Грязная одежда Этель валялась на кожаном кресле. Портреты предков — их было три или четыре — исподтишка наблюдали за ними со стен, и блики в их глазах мерцали, как слезы.

— А здесь ничего не меняется.

— Да, ничего, — сказал Пол. — Мэри каждый день ставит свежие цветы.

— И даже стелет свежие простыни.

— И говорит: «Я убрала спальню Хозяев». Уж и не знаю, что здесь можно убирать.

И они дружно рассмеялись.

— Да уж, — сказала Этель.

— А Хозяева уже десять лет как не спят здесь. И никто в эту комнату не заходит.

Он взглянул на Этель и добавил:

— Кроме тебя, — ты по-прежнему наряжаешься в папины вещи из этого шкафа.

И оба посмотрели в зеркало.

Теперь им было уже не до смеха. Они вспоминали, как в возрасте четырех и двенадцати лет пробирались на рассвете в родительскую спальню и свирепо, точно разбойники с большой дороги, бросались на их широкую кровать.
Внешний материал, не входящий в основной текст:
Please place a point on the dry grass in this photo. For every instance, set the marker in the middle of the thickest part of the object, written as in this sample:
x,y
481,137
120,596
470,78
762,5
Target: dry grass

Полусонный отец кричал воображаемому кучеру: «Гони!» и защищал, со шпагой в руке, жену, которая испуганно прятала голову под подушку. А маленькие бандиты скатывались на ковер.

И если в такие моменты горничная Мэри входила в спальню, чтобы раздвинуть шторы на окнах, то при взгляде на эту сумасшедшую семью, лежавшую кто где — старшие в изнеможении на кровати, мальчик на полу, а маленькая девочка, обутая в огромные отцовские сапоги, и вовсе под комодом, — она твердила: «Да они все безумные! Господи, ну и сумасброды!»

Но по ночам, лежа в постели, она молилась о том, чтобы они еще долго оставались такими.

 

Этель и Пол бережно прикрыли за собой дверь родительской спальни. Внизу их ждал обед. Все комнаты были натоплены. Они сели поближе к камину, бок о бок, в торце стола, такого огромного, что его конец терялся где-то вдали, в шотландских туманах.

Им прислуживали трое лакеев, двое других стояли в дверях.

Огни канделябров добавляли света к пламени очага.

— Я знаю, кого ты хотела увидеть в Париже, — сказал Пол.

Этель опустила глаза.

Тогда он нарисовал кончиком ножа букву «В» в ее тарелке.

 

В тот же вечер, над Средиземным морем

Около десяти часов вечера на борту цеппелина кто-то бросил в темноте, рядом с Ванго, моток веревки. Он уже приготовился к прыжку, как вдруг услышал задыхающийся шепот Эккенера:

— Они тебя ищут. Как только я подам сигнал, ты выберешься на крышу цеппелина, а потом спустишься на землю по веревке. Мы будем лететь очень низко. Удачи тебе, Иона!

«Какой сигнал? Какая земля?» — хотел спросить Ванго, но тут со стороны трапа послышался еще чей-то голос.

— Командир, что вы тут забыли?

И в лицо Эккенеру ударил луч света от мощного фонаря. Голос принадлежал Максу Грюнду.

— Я смотрю, вы любите прогуливаться по вечерам во всяких укромных местах…

После инцидента с поваром Отто гестаповцы временно прекратили поиски. Они собирались возобновить их на следующее утро, начав с обыска кают десяти мотористов. И были уверены, что за несколько часов обнаружат своего нелегала.

— Я могу вам чем-нибудь помочь? — спросил Грюнд.

Хуго Эккенер заслонился ладонью от бьющего в глаза света.

— Нет, не думаю, что вы способны мне хоть в чем-нибудь помочь.

— Может, у вас какие-то проблемы?

— Да.

— У всех есть свои маленькие секреты, командир; у кого благородные, у кого постыдные.